FLORENCE, Ore. — Scientists say a threatened West Coast shorebird, the western snowy plover, has had a successful breeding season in Oregon. So far, a record 154 chicks have survived long enough to learn to fly this year. U.S. Fish and Wildlife Service spokeswoman Janet Lebson tells The Oregonian that the season could yield about 200 such fledglings. The previous high in 2007 was 124, but that number dropped to 73 in 2008. Lebson says when the birds were listed as threatened in 1993, there were only 35 plovers in Oregon. Now there are about 150 to 175 adults — close to scientists’ recovery goal of 200. Federal and state agencies began working on a recovery plan in the 1990s. For more than a decade, biologists in California, Oregon and Washington have fenced off nesting areas and posted them off-limits for seven months of the year when plovers are present.

Police discover 2 people in heavily-loaded pickup

HERMISTON, Ore. — A pair of Irrigon residents were found walking in a field with $3,000 worth of stolen metal in their loaded-down pickup truck.
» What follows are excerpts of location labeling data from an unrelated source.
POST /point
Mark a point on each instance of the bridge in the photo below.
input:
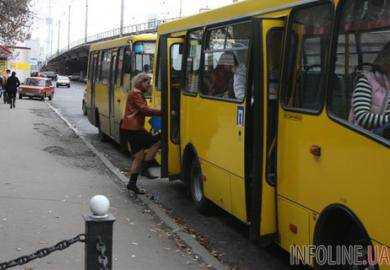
(73, 59)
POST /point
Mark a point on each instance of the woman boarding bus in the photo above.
(111, 67)
(284, 158)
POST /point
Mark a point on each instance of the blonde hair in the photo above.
(138, 79)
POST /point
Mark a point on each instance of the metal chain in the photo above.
(102, 258)
(42, 252)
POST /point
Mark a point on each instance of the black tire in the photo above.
(102, 136)
(196, 187)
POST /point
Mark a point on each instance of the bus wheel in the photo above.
(103, 137)
(196, 185)
(341, 230)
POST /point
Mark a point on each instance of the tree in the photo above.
(15, 20)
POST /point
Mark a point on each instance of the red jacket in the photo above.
(136, 110)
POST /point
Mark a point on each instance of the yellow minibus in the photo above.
(277, 111)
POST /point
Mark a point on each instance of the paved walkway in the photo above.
(47, 176)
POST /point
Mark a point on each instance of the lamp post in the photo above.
(122, 14)
(86, 21)
(69, 26)
(58, 40)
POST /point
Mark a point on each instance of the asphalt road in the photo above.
(47, 176)
(225, 237)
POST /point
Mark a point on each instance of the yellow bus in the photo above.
(111, 66)
(256, 99)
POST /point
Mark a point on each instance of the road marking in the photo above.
(188, 239)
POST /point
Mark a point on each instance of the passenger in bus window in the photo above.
(371, 95)
(222, 76)
(239, 79)
(135, 134)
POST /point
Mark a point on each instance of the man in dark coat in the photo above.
(11, 88)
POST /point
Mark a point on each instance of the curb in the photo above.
(188, 239)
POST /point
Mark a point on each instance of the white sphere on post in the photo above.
(99, 205)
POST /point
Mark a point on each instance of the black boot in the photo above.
(145, 170)
(132, 184)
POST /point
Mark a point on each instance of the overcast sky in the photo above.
(104, 15)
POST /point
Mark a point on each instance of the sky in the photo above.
(103, 15)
The East Oregonian reports the pickup was loaded too heavily to drive away. A Hermiston police officer found 25-year-old James Riley and 38-year-old Christina Kettlewell in a field next to an irrigation materials supply company. They were charged with first-degree theft. Hermiston Police Lt. Jason Edmiston says the stolen metal was in a pile at the supply company.

California woman pleads guilty to Idaho bank fraud

BOISE — A California woman who pleaded guilty to bank fraud and identity theft in Idaho faces more than 30 years in federal prison at her December sentencing. The U.S. Attorney’s Office says 27-year-old Janelyn Dasig, of San Francisco, went to Wells Fargo bank locations throughout southwestern Idaho in January and withdrew more than $18,000 impersonating customers with fake identification. Authorities say Dasig was arrested on Jan. 13 in Boise and in her possession, officers found an envelope with unauthorized bank account information. Dasig pleaded guilty Tuesday in U.S. District Court in Boise to bank fraud and aggravated identity theft. She faces up to 30 years in prison for bank fraud and another two years for identity theft at her Dec. 5 sentencing hearing.

Oregon sheriff’s team rescues hiker behaving oddly

BEND, Ore. — A Deschutes County, Ore., rescue team responding to a report of a hiker acting strangely on South Sister peak encountered a man that a sheriff’s officer describes as incoherent and aggressive. Capt. Tim Edwards says the 24-year-old Bend man became combative and picked medics up off the ground when they tried to treat him Tuesday. That prompted a sheriff’s deputy to subdue the man with a stun gun. The team decided it was unsafe to fly the man out by helicopter so search and rescue volunteers brought him down the mountain on a wheeled stretcher. He was taken to a Bend-area hospital with non-life-threatening injuries. Edwards says the man was not arrested due to his medical issues. However the case will be referred to the county district attorney’s office for review.